News Release

What About the U.S. and Russia’s Massive WMD Stockpiles?

Share

MERYL NASS, M.D., merylnass at gmail.com
Vice President Joe Biden claimed over the weekend that Syria has the “largest stockpile in the world of chemical weapons.” Nass runs the Anthrax Vaccine blog and has been regularly debunking false claims about biological and chemical weapons. She said today: “First, the U.S. stockpile is admittedly three times larger than Syria’s. The Army says so. (Based on what we think we know about Syria’s). … Second, how is it that Syria is supposed to destroy its stockpile by mid-2014 while it is going to take us till 2023 because we have to build huge palaces of destruction that won’t be complete till 2020? Then it will take three years, once everything is in place? There are mobile units that can destroy CW on site (See Sen Lugar’s quotes.) Why are we not using them for our own CW destruction?

“Are we creating an impossible timeline Syria will be forced to miss? Or are we creating a lot of fluff around our own CW, whose destruction is not that complex and did not need to be so expensive or take so long? Did we create this expensive and time-consuming destruction scenario to delay getting rid of our CW? If Syria can get rid of its by next year why can’t we? And every other country with stockpiles?”

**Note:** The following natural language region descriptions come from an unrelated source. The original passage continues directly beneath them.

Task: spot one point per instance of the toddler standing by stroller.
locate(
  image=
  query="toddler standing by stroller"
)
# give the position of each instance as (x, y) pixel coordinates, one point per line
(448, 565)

ALICE SLATER, aslater@rcn.com
Slater is with the Nuclear Age Peace Foundation and the Abolition 2000 coordinating committee. She said today: “It seems particularly hypocritical and blind to go on at great length about the horrors of Syria’s weapons of mass destruction as the U.S. continues to cling to its own weapons of mass destruction, specifically its nuclear arsenal, reserving the right to use them as a deterrent and refusing to give a pledge not to be the first to use them. As Daniel Ellsberg has noted, by pointing our nuclear weapons at other nations we are already using them, even if we never fire them, just as a bank robber is using a gun when he points it at people to get them to turn over the money, without firing a shot. And despite our promises in the Non-Proliferation Treaty to make good faith efforts to eliminate our nuclear weapons, we are currently testing and improving the U.S. arsenal, with plans to spend over $100 billion in the coming years for new bomb factories, weapons development, and new delivery systems, by land, sea and air.

“Instead of threatening a new war over the chemical arsenals of Syria, we should be examining what steps would be required to eliminate the U.S. nuclear arsenal. Perhaps we can take up another suggestion from Vladmir Putin who has been so helpful in championing this new promising initiative to avert war with Syria by urging Syria to sign the Chemical Weapons Convention and begin the process of destroying its lethal arsenal. Putin has been very clear that there can be no further agreement between the U.S. and Russia on steps to eliminate our nuclear arsenals, containing 18,000 of the 19,0000 nuclear bombs on the planet, until the U.S. forgoes its illegal quest to militarily dominate and control space by planting missile bases in Poland, Romania and Turkey and on Navy Aegis destroyers heading to the waters off the coasts of Russia. We should call for a moratorium on missile expansion and take up Russia’s offer to move to deeper cuts in our nuclear arsenals. If Russia and the U.S. could go down to 1,000 warheads each, we could then call all the other parties the table to negotiate a treaty to eliminate nuclear weapons.”